By this fall, there will be great buzz about new and powerful services such as Google Voice and Google Wave. The ability, aided by machine translation, to "speak foreign languages" will be another great leap in lower cost importation of goods and top price for US exporters of goods. By next spring it will be obvious to most that a huge savings of resources is in the works, as a result of electronic reader newspapers, books and mail.

Finally, the implication of $10 oil is that this recession is actually the beginning of a great depression and reality is that the third quarter will be a strong economic quarter in most nations around the world. The recession is over. There are scores of indicators showing the recession is over, perhaps the most powerful one is that prognosticators are going way out on a limb to suggest that oil is headed to $10.

 
At 7/13/2009 4:43 PM, Anonymous Γερώνυμος Αμάτι Nώνυμος said...

Are these 2 statements equivalent?

1. Oil will hit $20 per barrel

2. The strength of the dollar will triple.

Is oil a finite resource?
Is the dollar?


U B Judge

 
At 7/13/2009 6:09 PM, Blogger Jack Miller said...

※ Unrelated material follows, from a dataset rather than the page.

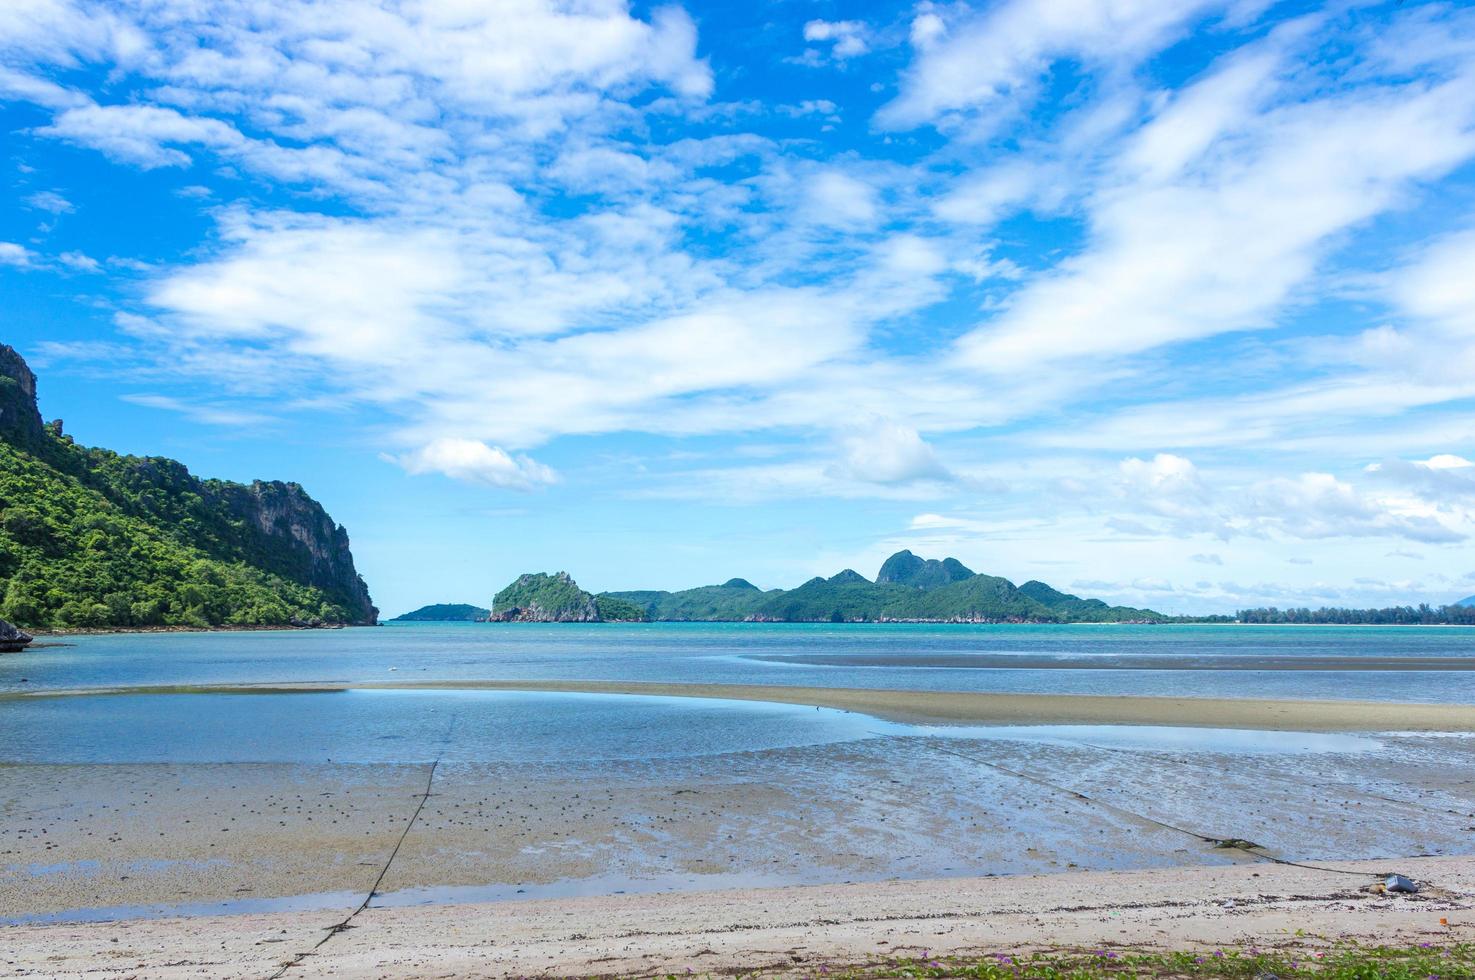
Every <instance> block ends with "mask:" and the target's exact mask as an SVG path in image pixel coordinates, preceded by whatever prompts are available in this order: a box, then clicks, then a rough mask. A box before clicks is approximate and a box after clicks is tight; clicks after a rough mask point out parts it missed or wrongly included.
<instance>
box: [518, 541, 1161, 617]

Believe it or not, oil may not be a finite resource. Scientist only recently discovered nonillions of methanogens that are converting carbon dioxide into methane. Oil is a complex form of methane. The heat at the core of the earth may be refining more oil as we speak.

 
At 7/15/2009 9:07 PM, Blogger Unknown said...

heard of the price of oil reaching a level of $500 a barrel. These were Mat Simmons' words in interview for a brazilian financial magazine.
According to him, only this price matches the real oil supply and incentives for further research and development in technologies for new discoveries.

 
At 7/15/2009 11:28 PM, Blogger Jack Miller said...

Like I said before, people enjoy making outlandish predictions. They care more for attention than for offering useful information. For thousands of years, the real price of commodities has come down. There is no reason to believe this long term trend has been broken.

Salt was once so valuable that it was used as currency, spices were worth so much that Columbus received venture capital funding. Arrowhead shaped rocks were once prized. Aluminum has replaced much steel and now carbon is replacing aluminum. Commodity supply shortages are always relatively temporary. Wood heat was replaced by coal heat and coal heat was replaced by oil heat and oil heat is being replaced by nuclear electricity. There is enough nuclear fuel to last thousands of years.